By mid-summer, the juveniles reside in the deeper waters of estuaries,
particularly during daylight hours.
Larvae and juveniles feed upon zooplankton, particularly microscopic
crustaceans. Adult smelt feed primarily on small crustaceans and
fish. In shoreline areas of Massachusetts Bay, smelt often key
on sand and mysid shrimps. Smelt in turn are an important prey
for a variety of predatory fish, including, striped bass, bluefish;
and several bird and marine mammal species. Mortality due to predation
is quite high for this species: up to 72% of adult fish die annually.
Coastal smelt stocks throughout New England declined markedly
by the 20th century, due to the construction of dams and to reduction
in water quality. In some areas, after dams cut off traditional
spawning grounds, eggs were deposited so densely in downstream
sites that fungal infections caused massive egg mortality. High
egg mortality also occurred due to siltation in watersheds experiencing
extensive development. In 1874, the Massachusetts legislature
initiated legislation to protect smelt in the Commonwealth. Starting
about 1910, a widespread stocking program was established to restore
smelt runs. Two methods were attempted. Specially constructed
trays were placed in stream sites where extensive spawning was
still occurring. After its surface was covered with developing
eggs, each tray was transferred to streams that have been identified
for smelt restoration. Transplanting was also attempted by stocking
adult fish that were ready to spawn. These restoration efforts
appeared to provide little or limited benefits to local stocks.

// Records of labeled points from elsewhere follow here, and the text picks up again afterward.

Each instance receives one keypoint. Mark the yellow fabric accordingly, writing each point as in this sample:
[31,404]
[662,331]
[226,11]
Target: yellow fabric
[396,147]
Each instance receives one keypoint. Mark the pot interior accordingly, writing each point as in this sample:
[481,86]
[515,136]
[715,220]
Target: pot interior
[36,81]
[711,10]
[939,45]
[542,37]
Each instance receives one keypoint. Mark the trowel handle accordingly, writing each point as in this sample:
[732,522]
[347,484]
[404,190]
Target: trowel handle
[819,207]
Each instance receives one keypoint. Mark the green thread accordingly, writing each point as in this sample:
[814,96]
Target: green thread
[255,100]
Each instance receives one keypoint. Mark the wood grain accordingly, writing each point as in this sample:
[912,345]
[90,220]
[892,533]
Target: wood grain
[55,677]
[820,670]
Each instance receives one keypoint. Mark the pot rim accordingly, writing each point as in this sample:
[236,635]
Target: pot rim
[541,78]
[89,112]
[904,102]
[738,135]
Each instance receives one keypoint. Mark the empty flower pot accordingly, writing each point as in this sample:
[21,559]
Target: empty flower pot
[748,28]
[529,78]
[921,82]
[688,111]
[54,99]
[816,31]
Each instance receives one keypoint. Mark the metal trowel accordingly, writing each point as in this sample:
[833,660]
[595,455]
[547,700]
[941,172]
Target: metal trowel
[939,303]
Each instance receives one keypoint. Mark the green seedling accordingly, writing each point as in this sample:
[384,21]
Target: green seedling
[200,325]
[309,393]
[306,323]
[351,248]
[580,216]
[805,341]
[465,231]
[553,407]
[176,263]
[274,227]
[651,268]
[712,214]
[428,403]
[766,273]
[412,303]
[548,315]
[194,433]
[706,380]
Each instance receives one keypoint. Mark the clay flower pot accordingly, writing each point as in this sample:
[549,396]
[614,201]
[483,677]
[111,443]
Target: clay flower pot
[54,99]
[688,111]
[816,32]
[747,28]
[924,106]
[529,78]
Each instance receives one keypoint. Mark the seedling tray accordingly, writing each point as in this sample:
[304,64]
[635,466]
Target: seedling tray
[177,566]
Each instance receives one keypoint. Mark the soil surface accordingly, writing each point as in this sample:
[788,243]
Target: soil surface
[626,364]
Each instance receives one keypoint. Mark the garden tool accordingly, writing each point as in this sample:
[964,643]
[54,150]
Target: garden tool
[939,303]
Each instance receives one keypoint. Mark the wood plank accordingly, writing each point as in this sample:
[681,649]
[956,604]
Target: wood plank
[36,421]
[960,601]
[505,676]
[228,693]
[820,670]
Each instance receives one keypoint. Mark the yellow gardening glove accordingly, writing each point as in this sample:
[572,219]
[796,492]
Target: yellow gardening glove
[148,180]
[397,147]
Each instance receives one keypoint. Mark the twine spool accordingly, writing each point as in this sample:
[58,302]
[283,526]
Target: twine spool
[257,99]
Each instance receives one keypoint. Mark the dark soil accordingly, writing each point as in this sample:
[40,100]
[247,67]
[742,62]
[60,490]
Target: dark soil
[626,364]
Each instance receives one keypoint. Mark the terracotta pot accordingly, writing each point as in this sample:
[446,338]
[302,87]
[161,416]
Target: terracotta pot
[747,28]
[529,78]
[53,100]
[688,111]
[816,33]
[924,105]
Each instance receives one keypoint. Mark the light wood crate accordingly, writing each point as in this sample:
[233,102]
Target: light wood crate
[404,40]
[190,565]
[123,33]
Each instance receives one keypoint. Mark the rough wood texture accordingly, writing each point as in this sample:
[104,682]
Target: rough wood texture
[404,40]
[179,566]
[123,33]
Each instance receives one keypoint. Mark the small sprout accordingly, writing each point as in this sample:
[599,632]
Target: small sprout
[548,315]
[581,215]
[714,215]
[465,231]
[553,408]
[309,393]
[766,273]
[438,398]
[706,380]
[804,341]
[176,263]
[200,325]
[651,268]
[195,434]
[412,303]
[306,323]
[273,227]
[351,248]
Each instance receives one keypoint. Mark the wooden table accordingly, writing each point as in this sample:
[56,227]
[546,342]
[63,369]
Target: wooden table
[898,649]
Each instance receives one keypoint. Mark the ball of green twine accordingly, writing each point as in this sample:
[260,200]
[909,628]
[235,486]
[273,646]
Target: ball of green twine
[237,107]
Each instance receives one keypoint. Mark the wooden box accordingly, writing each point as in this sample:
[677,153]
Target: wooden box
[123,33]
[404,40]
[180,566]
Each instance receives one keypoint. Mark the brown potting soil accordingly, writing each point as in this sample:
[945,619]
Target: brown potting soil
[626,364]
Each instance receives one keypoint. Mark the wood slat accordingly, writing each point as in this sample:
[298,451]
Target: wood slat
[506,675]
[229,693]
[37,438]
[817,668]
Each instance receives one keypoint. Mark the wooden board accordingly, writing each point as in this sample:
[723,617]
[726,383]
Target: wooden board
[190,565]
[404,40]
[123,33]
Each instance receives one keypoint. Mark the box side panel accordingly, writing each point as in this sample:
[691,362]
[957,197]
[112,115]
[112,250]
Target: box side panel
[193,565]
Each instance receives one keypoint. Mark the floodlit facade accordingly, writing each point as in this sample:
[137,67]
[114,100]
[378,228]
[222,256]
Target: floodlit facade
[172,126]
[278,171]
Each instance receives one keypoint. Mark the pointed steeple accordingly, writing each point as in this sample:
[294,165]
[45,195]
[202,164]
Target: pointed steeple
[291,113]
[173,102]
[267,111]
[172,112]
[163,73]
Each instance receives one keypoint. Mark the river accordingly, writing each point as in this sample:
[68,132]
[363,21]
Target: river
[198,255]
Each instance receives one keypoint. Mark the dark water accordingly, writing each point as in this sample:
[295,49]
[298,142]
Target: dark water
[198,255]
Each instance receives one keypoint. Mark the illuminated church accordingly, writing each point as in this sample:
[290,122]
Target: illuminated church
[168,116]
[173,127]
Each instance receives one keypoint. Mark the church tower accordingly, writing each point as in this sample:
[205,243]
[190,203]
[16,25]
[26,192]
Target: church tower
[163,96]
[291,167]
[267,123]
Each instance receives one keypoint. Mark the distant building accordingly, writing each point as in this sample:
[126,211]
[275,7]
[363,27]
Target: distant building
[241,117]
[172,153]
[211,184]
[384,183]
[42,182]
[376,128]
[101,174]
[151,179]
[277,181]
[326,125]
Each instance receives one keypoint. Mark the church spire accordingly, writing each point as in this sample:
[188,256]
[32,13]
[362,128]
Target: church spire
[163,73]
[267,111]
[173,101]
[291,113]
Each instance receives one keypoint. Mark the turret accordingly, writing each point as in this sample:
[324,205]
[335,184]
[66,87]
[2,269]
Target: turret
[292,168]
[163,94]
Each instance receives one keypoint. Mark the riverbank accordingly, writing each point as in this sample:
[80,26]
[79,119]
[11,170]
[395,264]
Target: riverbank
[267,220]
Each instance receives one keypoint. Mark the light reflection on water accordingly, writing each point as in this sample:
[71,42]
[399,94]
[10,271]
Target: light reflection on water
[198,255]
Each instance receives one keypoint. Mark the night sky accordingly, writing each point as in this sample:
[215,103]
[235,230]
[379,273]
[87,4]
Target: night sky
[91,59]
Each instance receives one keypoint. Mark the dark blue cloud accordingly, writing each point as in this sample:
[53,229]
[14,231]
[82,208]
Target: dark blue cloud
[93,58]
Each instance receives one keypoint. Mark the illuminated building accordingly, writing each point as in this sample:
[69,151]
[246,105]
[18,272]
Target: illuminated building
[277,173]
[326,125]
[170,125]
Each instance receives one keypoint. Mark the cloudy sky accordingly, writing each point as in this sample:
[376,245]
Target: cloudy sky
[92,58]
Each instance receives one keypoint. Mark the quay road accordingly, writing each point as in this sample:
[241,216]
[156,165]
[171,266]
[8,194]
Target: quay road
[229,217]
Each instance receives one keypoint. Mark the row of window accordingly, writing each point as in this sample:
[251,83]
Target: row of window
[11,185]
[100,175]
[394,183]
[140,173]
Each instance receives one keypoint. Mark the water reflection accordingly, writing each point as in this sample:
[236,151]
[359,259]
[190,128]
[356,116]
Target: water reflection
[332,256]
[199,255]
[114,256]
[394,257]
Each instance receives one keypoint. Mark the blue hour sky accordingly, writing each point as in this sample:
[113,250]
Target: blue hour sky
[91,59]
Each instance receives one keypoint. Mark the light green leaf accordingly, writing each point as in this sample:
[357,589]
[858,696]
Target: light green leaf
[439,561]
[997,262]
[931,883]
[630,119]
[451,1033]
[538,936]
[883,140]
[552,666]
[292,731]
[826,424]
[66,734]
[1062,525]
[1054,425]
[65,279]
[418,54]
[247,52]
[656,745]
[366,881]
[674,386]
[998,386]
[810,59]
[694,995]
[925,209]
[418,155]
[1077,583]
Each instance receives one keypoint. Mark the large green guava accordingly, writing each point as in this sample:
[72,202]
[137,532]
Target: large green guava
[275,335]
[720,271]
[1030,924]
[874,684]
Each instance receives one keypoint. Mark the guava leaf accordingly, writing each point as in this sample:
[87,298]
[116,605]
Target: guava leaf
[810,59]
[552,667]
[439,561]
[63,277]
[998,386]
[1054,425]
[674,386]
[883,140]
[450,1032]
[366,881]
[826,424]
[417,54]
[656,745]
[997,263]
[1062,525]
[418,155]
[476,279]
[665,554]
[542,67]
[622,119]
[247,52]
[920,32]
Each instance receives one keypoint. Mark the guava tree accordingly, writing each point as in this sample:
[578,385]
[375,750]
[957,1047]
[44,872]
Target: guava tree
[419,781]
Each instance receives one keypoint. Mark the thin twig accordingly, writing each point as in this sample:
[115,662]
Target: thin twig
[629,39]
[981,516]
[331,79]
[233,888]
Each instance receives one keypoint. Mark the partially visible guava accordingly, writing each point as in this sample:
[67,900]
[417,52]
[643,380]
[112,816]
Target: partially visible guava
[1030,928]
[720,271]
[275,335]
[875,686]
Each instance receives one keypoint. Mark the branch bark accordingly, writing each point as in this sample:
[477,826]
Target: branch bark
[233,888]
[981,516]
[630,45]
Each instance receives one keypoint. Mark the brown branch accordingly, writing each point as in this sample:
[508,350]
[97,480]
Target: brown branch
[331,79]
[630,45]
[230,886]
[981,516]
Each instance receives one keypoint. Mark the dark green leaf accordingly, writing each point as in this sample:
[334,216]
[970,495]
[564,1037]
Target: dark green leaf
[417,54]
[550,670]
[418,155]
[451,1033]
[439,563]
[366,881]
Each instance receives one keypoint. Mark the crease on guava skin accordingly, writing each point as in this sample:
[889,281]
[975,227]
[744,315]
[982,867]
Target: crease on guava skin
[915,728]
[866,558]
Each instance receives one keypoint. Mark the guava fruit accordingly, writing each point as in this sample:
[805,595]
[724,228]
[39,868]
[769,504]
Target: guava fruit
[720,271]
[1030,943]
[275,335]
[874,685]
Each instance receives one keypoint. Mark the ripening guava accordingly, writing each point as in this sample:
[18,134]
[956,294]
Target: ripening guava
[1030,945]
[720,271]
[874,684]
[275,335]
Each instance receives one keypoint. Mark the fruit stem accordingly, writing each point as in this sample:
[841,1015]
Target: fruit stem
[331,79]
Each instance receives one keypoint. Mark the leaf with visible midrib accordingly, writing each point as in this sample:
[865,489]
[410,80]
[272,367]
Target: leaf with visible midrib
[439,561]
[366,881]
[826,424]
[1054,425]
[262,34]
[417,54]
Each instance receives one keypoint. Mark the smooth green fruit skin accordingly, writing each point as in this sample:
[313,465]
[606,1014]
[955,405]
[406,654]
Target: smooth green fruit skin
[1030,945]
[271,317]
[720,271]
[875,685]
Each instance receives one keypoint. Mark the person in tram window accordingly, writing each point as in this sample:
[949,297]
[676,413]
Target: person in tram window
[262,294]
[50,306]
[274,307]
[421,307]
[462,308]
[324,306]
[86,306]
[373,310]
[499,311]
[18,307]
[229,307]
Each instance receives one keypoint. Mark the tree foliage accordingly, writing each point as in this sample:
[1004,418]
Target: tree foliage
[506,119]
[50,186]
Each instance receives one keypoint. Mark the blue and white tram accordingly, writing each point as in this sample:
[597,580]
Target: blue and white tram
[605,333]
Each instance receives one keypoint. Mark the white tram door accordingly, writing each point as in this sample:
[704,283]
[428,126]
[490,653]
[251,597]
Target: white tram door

Coastal smelt populations have not shown much improvement in recent
decades, although specific watersheds produced occasional pulses
of recruitment. Impediments to passage and the degradation of
spawning habitat are thought to contribute to the ongoing poor
status of local smelt populations.
Coastal stocks in Massachusetts are managed by the Division of
Marine Fisheries, and inland ones by the Division of Fisheries
and Wildlife. Management of coastal stocks in the 1980s included
evaluation of environmental problems within watershed and regulation
of the fisheries. Harvest was limited to hook-and-line fishing
in most rivers, with dip-netting allowed in only one or two designated
watersheds. Also, fishing was closed annually during the spawning
season (closed March 15th through June 15th).